Dalam konfrensi ini terselip keprihatinan atas degradasi lingkungan, yang menimbulkan masalah “pengungsi iklim.”. Pengunsi iklim, menurut konsultasi tersebut, adalah mereka yang terpaksa meninggalkan habitatnya akibat bencana.
Pengungsi iklim terbesar di dunia saat ini adalah 25 juta manusia yang dinggal di Asia dan Afrika, demikian konsultasi tersebut. Sistem perekonomian dan kemasyarakatan yang tidak adil justru semakin meningkatkan penderitaan orang-orang ini karena mereka sudah miskin, ditambah lagi dengan pelecehan seksual dan kebrutalan negara yang harus mereka alami, demikian peserta konsultasi.
Konsultasi tersebut mendesak Gereja dan berbagai gerakan sosial di masyarakat untuk mendidik masyarakat tentang alam. Selain itu, mereka juga meminta agar masyarakat bawah diberi pendidikan tentang promosi kepariwisataan yang adil dan bertanggungjawab.

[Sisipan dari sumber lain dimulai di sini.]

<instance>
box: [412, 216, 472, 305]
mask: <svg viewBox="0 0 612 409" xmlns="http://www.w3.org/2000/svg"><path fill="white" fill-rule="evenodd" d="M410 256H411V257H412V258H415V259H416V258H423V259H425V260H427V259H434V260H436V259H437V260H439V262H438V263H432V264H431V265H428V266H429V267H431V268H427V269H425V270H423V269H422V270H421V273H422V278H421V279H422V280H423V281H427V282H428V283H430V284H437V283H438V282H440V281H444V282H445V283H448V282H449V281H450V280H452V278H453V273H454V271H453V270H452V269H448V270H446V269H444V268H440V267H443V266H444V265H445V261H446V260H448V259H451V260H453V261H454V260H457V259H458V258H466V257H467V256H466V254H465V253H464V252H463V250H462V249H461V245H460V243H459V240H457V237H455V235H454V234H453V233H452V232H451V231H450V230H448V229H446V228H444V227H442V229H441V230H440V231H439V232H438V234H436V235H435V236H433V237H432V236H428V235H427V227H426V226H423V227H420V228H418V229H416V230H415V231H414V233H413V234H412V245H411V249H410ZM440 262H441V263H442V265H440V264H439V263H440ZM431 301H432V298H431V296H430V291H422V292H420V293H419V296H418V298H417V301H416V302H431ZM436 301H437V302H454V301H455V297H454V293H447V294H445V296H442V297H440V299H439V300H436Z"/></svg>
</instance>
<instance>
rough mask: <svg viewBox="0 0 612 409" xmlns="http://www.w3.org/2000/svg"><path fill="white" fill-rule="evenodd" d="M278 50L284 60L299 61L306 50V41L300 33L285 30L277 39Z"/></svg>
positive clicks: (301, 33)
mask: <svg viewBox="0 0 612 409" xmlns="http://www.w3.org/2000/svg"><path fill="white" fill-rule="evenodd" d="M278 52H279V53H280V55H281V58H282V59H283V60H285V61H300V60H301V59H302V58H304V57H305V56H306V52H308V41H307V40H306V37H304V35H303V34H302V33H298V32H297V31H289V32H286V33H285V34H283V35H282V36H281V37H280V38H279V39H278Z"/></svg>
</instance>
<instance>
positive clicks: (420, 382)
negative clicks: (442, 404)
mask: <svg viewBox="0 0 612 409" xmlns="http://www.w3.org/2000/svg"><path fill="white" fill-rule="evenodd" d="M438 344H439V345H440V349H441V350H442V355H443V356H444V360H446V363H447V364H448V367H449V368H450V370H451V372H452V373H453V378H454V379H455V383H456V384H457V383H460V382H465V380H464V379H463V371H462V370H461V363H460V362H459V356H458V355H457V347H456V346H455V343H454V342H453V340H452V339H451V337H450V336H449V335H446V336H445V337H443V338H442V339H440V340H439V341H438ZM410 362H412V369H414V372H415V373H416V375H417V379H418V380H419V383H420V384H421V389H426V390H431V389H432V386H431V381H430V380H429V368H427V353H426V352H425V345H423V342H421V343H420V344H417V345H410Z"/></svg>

Konsultasi itu juga mendesak umat Kristen untuk memasukkan isu-isu mengenai iklim ke dalam kurikulum sekolah Minggu untuk meningkatkan kesadaran di kalangan anak-anak.
Semua Gereja, demikian harapan konsultasi itu, membentuk komisi eko-keadilan dan secara teratur mengadakan pemeriksaan karbon.
Pemimpin Gereja Methodis, Uskup Tharanath Sagar, yang mengetuai Dewan Nasional Gereja-Gereja di India, membuka konsultasi itu dengan mengatakan bahwa manusia telah gagal sebagai penjaga yang baik terhadap ciptaan Allah.
“Gereja-gereja di Asia hendaknya mempraktekkan tanggung jawab kolektif mereka terhadap alam dan lingkungan hidup,” kata Sekretaris Eksekutif CCA, Pendeta Freddy De Alwis dari Gereja Baptis.